Pemprov Bali juga mendorong terciptanya lingkungan kerja zero complaint, menolak gratifikasi, sehat, produktif dan kolaboratif, serta terbebas dari intervensi maupun penyalahgunaan kewenangan.
ASN juga diwajibkan memperlakukan masyarakat secara adil, setara, bermartabat dan tanpa diskriminasi. Mereka harus hadir dan menjalankan tugas sesuai ketentuan jam kerja maupun kebutuhan pelayanan publik, menyelesaikan pekerjaan tepat waktu, serta bertanggung jawab terhadap tugas yang diemban.
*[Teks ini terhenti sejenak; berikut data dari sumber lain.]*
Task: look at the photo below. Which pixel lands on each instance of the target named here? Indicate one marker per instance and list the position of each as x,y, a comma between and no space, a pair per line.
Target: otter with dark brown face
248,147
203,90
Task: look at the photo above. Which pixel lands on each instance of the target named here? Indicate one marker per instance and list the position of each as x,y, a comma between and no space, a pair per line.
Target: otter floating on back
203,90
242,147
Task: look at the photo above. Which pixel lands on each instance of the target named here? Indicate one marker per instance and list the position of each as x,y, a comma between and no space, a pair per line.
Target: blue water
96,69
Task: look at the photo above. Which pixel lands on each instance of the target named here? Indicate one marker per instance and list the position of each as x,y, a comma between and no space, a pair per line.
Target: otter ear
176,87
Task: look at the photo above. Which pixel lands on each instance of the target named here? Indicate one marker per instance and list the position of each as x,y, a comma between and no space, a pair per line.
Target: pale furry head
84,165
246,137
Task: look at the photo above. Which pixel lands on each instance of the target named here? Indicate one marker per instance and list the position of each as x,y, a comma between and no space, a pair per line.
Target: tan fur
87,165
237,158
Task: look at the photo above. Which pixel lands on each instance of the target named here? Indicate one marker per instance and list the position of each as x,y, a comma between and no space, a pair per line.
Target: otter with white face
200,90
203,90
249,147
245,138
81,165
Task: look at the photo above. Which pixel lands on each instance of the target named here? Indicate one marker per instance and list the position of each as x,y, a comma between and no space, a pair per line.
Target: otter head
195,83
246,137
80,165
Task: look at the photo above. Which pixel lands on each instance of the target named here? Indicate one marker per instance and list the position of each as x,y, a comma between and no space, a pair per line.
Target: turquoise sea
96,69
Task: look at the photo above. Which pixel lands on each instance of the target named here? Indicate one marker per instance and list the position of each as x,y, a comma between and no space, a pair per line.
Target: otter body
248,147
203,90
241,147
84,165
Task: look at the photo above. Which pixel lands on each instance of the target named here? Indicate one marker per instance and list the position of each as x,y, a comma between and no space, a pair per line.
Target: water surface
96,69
Dalam memberikan pelayanan, aparatur diminta mendengarkan keluhan masyarakat dengan baik, memberikan informasi secara jelas dan jujur, tidak mempersulit proses pelayanan, serta memberikan solusi sesuai kewenangan. Setiap pelanggaran juga harus ditindak sesuai ketentuan peraturan perundang-undangan.
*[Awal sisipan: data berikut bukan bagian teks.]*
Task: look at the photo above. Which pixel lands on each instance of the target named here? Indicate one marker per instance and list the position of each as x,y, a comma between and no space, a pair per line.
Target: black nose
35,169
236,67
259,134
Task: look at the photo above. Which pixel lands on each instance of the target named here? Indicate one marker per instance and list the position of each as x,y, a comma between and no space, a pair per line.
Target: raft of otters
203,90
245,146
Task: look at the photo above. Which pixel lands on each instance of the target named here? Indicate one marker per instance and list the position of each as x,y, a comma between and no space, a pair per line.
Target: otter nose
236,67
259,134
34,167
Instruksi Gubernur tersebut turut memuat sejumlah larangan bagi ASN. Di antaranya mengatasnamakan pimpinan untuk meminta uang, barang atau jasa; menggunakan jabatan demi keuntungan pribadi maupun pihak lain secara tidak sah; melakukan intervensi terhadap administrasi pemerintahan untuk kepentingan pribadi atau kelompok; serta meminta atau menerima imbalan atas pelayanan yang menjadi tugasnya.
ASN juga dilarang memberikan pelayanan yang diskriminatif, menyalahgunakan informasi, fasilitas, aset, kendaraan maupun anggaran pemerintah untuk kepentingan pribadi, serta menimbulkan konflik kepentingan. Instruksi tersebut secara khusus melarang penyebaran berita bohong atau hoaks dan komentar politik di media sosial yang tidak dilandasi data dan fakta.
Larangan lainnya mencakup perselingkuhan, penggunaan narkoba, keterlibatan dalam judi online, pinjaman online, maupun perbuatan tercela lainnya yang bertentangan dengan ketentuan peraturan perundang-undangan.
Untuk memastikan instruksi tersebut berjalan, pimpinan diminta memberikan sanksi administratif, hukuman disiplin, dan/atau sanksi hukum lainnya sesuai kewenangan terhadap bawahan atau pegawai yang diduga maupun terbukti melakukan pelanggaran.
Gubernur juga menginstruksikan seluruh aparatur untuk saling menjaga integritas, baik secara horizontal maupun vertikal. Apabila terdapat dugaan atau temuan pelanggaran, laporan dapat disampaikan kepada Gubernur Bali atau tim yang dibentuk berdasarkan data dan fakta melalui nomor pengaduan 08214666666.
Instruksi Gubernur Bali Nomor 6 Tahun 2026 tersebut ditetapkan pada 12 Agustus 2026 dan ditandatangani Gubernur Bali, Wayan Koster.